Dare un “colpo di spugna” su reati come omessa dichiarazione dei redditi, dichiarazione infedele e omesso versamento voleva dire, nelle intenzioni dei proponenti, permettere a molte società e aziende in mora di poter tornare a lavorare. “Ripresenteremo la misura con un provvedimento ad hoc già prima della fine dell’anno” assicura una fonte di governo di Forza Italia. Ciascun partito di maggioranza potrà alla fine alzare e rivendicare alcune misure “bandiera”. A scapito però, magari, dei propri colleghi in parlamento rimasti con poche briciole. Non sono pronti. Lo slogan della campagna elettorale è già diventato un boomerang. Giorgia Meloni deve gestire una questione delicatissima che si chiama Fabio Rampelli. Il vicepresidente della Camera che ha creato e immaginato Fratelli d’Italia tanto quanto, e forse anche di più, di Crosetto e La Russa è l’unico rimasto a mani vuote. Vicepresidente della Camera era e tale è rimasto. Non un ministero, non una presidenza di Commissione. In queste ore l’ultimo schiaffo: Rampelli doveva essere il candidato naturale alla guida della regione Lazio. Meloni ha preferito Rocca. “La facevo più intelligente” ha scritto la signora Rampelli alludendo alla premier. Il tweet è stato subito rimosso ma ormai era stato captato. Difficile spiegare il perché di tanta “irriconoscenza”. Che può scavare solchi di odio difficili da colmare anche col passare del tempo. Sicuramente creano un problema nell’immediato. Come, ad esempio la febbre, ieri, di Giorgia Meloni.
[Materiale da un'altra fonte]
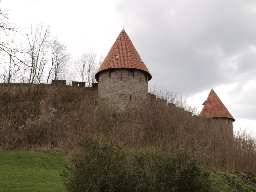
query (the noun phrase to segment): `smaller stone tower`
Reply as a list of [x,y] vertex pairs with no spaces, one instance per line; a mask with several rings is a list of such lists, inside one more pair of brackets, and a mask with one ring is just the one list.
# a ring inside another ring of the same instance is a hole
[[212,89],[203,104],[204,107],[200,116],[211,119],[217,125],[226,126],[233,135],[233,122],[235,121],[235,119]]
[[124,30],[121,31],[95,78],[98,97],[117,111],[145,100],[148,94],[148,81],[152,78]]

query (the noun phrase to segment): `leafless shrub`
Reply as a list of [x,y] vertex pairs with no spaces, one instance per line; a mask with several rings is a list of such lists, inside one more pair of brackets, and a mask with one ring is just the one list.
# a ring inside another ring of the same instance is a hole
[[255,140],[244,132],[233,137],[226,126],[192,116],[194,109],[185,111],[178,95],[166,97],[177,107],[149,96],[120,114],[88,89],[46,85],[1,88],[0,148],[68,151],[83,138],[107,137],[132,149],[185,150],[212,170],[256,172]]

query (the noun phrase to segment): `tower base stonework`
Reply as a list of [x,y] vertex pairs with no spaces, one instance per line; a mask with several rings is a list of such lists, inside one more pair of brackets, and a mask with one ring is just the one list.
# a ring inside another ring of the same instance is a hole
[[120,111],[145,100],[148,86],[144,72],[134,70],[133,77],[129,76],[127,68],[115,69],[114,77],[110,77],[110,70],[106,70],[99,76],[98,98],[100,100],[109,102]]

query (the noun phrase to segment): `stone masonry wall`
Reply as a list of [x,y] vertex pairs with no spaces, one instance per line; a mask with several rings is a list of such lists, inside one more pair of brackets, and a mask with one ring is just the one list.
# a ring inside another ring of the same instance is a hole
[[115,77],[111,78],[109,70],[102,72],[99,76],[98,98],[107,100],[117,110],[136,106],[148,95],[148,77],[145,81],[145,74],[142,71],[134,69],[134,77],[130,77],[128,68],[116,69]]

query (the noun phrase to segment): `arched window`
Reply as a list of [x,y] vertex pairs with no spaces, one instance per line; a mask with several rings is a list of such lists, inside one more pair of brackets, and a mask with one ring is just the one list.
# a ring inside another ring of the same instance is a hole
[[115,77],[115,69],[111,69],[109,73],[109,76],[110,78]]
[[134,70],[133,69],[129,69],[129,77],[134,77]]

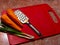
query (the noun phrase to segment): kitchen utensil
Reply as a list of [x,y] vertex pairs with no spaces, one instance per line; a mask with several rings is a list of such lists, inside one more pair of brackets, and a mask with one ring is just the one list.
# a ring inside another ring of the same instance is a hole
[[39,36],[41,36],[41,33],[29,22],[29,18],[25,14],[20,10],[15,10],[14,13],[22,23],[28,24]]

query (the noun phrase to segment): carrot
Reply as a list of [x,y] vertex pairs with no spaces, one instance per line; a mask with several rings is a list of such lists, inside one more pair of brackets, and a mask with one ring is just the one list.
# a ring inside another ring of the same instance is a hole
[[16,24],[7,16],[7,14],[3,14],[3,15],[1,16],[1,19],[2,19],[2,22],[4,22],[5,24],[13,27],[14,29],[17,29],[17,30],[19,30],[19,31],[21,30],[21,28],[20,28],[18,25],[16,25]]
[[12,9],[7,9],[8,16],[19,26],[22,26],[23,24],[19,21],[17,16],[14,14],[14,11]]

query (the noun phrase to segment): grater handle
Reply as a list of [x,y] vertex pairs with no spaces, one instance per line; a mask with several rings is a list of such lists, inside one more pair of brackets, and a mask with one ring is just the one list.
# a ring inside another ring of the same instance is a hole
[[41,33],[31,23],[27,22],[27,24],[36,32],[36,34],[41,36]]

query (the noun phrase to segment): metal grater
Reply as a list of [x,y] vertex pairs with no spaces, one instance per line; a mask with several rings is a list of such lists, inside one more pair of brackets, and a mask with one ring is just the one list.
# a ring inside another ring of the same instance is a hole
[[29,22],[29,18],[25,14],[23,14],[20,10],[15,10],[14,14],[18,17],[21,23],[28,24],[39,36],[41,36],[41,33]]

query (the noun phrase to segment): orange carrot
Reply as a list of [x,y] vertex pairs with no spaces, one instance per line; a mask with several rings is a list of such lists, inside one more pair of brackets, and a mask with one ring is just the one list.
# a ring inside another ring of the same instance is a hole
[[19,30],[19,31],[21,30],[21,28],[20,28],[18,25],[16,25],[16,24],[7,16],[7,14],[3,14],[3,15],[1,16],[1,19],[2,19],[2,21],[3,21],[5,24],[13,27],[14,29],[17,29],[17,30]]
[[22,26],[22,23],[19,21],[17,16],[14,14],[12,9],[7,9],[8,16],[19,26]]

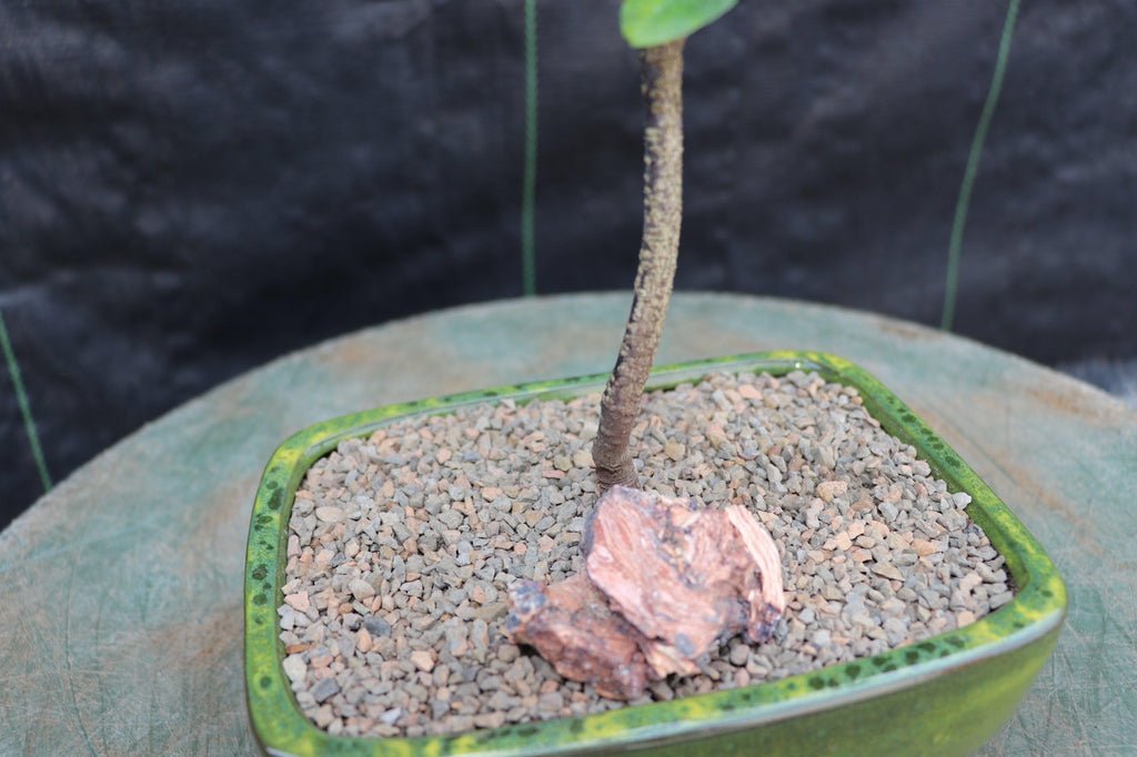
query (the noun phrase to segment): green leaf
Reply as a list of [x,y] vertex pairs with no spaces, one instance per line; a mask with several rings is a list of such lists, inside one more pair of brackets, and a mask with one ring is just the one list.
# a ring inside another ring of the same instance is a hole
[[633,48],[652,48],[694,34],[738,0],[624,0],[620,31]]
La storia non cambia anche nella Lega. Tra Salvini e Giorgetti, ad esempio. I leghisti lamentano che è più di un mese che non riescono a parlare col Mef. L’altra sera in Commissione, sono entrati per ultimi, anche dopo il Pd e il Terzo Polo, a colloquio con i tecnici del ministero. E che dire del viceministro Leo, un protetto di Meloni, che Giorgetti sta lentamente mettendo ai margini avendo chiamato come consulente un ex montiano come il triburitarista veneto Enrico Zanetti? La legge di bilancio sarà approvata. Tra il 23 e il 24 alla Camera. Probabilmente il 28 al Senato. In modo che Meloni possa affrontare la conferenza stampa di fine anno con il dossier chiuso. Ma in realtà se ne saranno aperti molti altri.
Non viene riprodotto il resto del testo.